On my way home the other day I met foggy and drizzly weather. For some reason I generally enjoy the bike ride home in inclement weather – rain, snow, god-awful cold, you understand the type – but yesterday I was enjoying the ride because a year ago at this time I was in a shoulder immobilizer. If you have never had the pleasure of a shoulder immobilizer it is especially pleasant when you are trying to sleep.

I was in this awful situation because a few days earlier on my way to work a car turned in from of me and before I knew it I was airborne. Now I bet you are expecting me to lament on the crash, how cars do not see bicycles and haw bicyclists are always in the right. That will be in another post and really I do not think that way we all have a role … like I wrote, another post.

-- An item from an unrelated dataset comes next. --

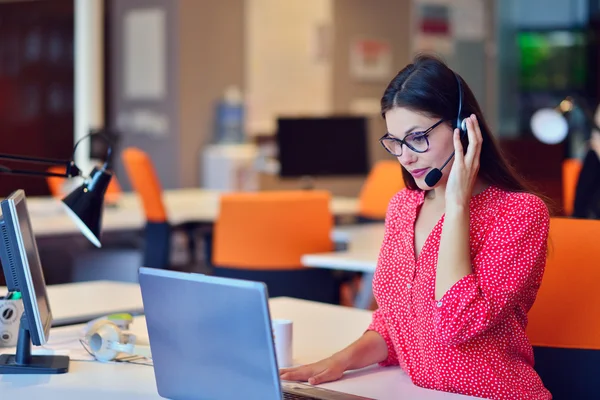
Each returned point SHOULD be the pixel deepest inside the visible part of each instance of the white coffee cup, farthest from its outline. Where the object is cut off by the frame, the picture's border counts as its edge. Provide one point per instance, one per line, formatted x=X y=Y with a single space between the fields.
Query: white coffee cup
x=282 y=335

I was airborne on a pleasant October morning – 50+ degrees – sunny – calm winds – no advanced notice of the flight – no ticket. What confuses me a year later is that from the time I realized that there was nothing I could do and I was going to collide with the front panel of some chevy sedan, like a rock, my reaction was unexpected, kind of, but still troubling. As I flew through the air my thoughts are not on the impending fear of impact but a slow motion examination on how I am going to make contact with the ground. Will it be the crash where the helmet splits? Will it be the time where I land on my feet, again? Or will it be the time from which I spend the next decade in elementary school gyms explaining the virtues of bicycle safety education?

I hit a primary downtown street surface scapula first, body second, bicycle a distant third to add insult. For those unaware or as forgetful of seventh grade health as I, scapula equals shoulder blade. Break it and the next three months are reserved for pastries, tortilla chips, and other evil foodstuffs in the face of the physician directed placid lifestyle.

As I leaped up from the asphalt I quickly inventoried the gear – head intact, coffee in the pannier a loss, no broken limbs well not at first check – then in between profanities I notice a man on the sidewalk coming to me asking if I am alright. I respond, “Did you see that, I bet it looked awesome.” As a group was gathering around me I all I was interested in is whether someone was able to take a picture.

Is it right to think about the action video that could have been or to think of your health. Hard to know. I do know this watch out for turning cars and if someone did take a picture send it my way.